I was reading a snippet about a guy who went on a date to some nice restaurant. When the bill arrived, his date offered to pay. For reasons best known to him, he took her up on it, without a fight. Later it seems, she told mutual friends that he was cheap.

Just to confirm, are we all on the same page? Do we all agree that the woman was WAAY out of line? Or I have taken my first step in treachery?

Perhaps I was and still am naive in giving this so much thought. Perhaps I should simply let it go. Perhaps I am foolish in writing this post too. And yet, I spent a good deal of time talking this over with a close male friend, trying to understand this because an unspeakable number of women actually feel this way about first dates.

I am afraid I am going to force this down your throats as well. Shall we then?

I assume, like any other rational human being, that two people go out on a date because they feel an attraction for each other. We will not waste time arguing the semantics of attraction – friendship is platonic attraction and there are NO technicalities on that one!

If mutual attraction exists, why expect the onus of anything to be on only the party of the first part… or the second, whichever you prefer. A mite unfair, don’t you agree? And the argument “That’s just the way it is” does not hold because if you want to go with the way of things, don’t offer to pay. Don’t be a superstar.

Choose a point of view: either you go with the flow of “things” or you stand by what you say and are fair. Don’t be a hypocrite because you see, an offer to pay signifies forfeiting your “right” to call the poor bloke cheap. Calling him chintzy then only ensures the negation of most things women have achieved in the past one hundred years or so.

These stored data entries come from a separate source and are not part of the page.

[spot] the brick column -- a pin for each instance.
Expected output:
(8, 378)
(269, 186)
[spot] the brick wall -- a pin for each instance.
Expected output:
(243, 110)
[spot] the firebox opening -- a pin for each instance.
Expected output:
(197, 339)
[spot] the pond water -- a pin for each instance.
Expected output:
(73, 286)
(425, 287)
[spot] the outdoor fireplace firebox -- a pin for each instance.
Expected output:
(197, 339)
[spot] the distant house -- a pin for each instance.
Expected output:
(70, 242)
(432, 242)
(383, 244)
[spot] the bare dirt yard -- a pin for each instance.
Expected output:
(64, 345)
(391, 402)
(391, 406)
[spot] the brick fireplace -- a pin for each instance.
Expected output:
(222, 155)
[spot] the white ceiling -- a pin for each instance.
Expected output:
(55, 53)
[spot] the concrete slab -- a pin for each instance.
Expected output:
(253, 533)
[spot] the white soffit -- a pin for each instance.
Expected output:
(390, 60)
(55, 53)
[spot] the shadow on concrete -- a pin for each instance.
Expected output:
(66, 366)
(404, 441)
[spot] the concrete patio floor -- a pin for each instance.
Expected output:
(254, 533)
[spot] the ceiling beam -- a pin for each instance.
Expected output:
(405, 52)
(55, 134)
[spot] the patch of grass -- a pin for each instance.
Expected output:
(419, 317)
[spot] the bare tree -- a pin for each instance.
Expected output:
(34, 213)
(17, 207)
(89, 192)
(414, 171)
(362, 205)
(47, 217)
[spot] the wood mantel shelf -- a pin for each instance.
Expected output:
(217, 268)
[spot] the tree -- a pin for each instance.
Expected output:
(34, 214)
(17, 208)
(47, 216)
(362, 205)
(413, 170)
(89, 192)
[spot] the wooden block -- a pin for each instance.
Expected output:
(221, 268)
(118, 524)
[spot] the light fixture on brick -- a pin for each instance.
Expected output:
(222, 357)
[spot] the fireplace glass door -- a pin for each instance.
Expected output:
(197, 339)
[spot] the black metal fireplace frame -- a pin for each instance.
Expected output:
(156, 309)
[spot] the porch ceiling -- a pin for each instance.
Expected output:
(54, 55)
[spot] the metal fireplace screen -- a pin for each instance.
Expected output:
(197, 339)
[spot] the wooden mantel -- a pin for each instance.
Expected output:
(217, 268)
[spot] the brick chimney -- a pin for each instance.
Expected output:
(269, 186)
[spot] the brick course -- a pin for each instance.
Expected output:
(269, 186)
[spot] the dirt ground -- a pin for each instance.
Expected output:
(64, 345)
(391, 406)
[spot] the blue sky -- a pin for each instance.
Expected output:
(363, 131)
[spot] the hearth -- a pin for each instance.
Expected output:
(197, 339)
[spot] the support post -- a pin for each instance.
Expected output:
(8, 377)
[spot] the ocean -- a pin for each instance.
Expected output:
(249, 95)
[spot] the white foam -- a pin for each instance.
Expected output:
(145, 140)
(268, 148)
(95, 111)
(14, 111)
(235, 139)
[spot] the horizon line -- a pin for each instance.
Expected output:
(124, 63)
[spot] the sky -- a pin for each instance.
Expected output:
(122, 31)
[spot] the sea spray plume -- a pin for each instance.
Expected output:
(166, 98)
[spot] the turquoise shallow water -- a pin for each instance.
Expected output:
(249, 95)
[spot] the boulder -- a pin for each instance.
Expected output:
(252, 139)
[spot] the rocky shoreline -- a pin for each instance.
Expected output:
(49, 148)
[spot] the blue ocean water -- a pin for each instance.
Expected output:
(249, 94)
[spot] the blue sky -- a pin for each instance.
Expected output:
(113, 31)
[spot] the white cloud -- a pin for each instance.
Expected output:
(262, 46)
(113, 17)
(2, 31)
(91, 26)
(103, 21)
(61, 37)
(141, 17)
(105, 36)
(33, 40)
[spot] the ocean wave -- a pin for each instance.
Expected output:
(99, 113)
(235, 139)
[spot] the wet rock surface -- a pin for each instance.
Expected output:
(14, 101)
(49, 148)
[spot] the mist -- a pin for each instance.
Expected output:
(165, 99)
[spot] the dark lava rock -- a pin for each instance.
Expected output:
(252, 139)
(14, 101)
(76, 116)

As a woman, I don’t understand this. Why say something you don’t mean and then complain when he believes you? Why expect him to put up a fight and “take care of it”? This is not about “tests” the sexes give each other. Giving the man every benefit of the doubt, should you fail a man on some ridiculous “test” because he respects your equality?

Why does only the guy pay? Stereotypes apart, I’ll be the first to admit I love it when a man holds open doors and puts down his fork and knife in between bites to listen to what I am saying. Ah yes, I should add: this is fun only when it is a part of who he is and not something he is doing to impress me.

But I love it as much when I split the check for a first date. Not only do I feel less obligated to someone I don’t really know for having paid for me, I also love the reminder of my independence. I love it that I have contributed to this first date by doing more than just sitting there, looking pretty and making witty conversation at a table like this one.

May the gods of both Feminism and Femininity have mercy on my unrepentant soul!

p.s. The gorgeous photo - not mine though I sorely wish it were!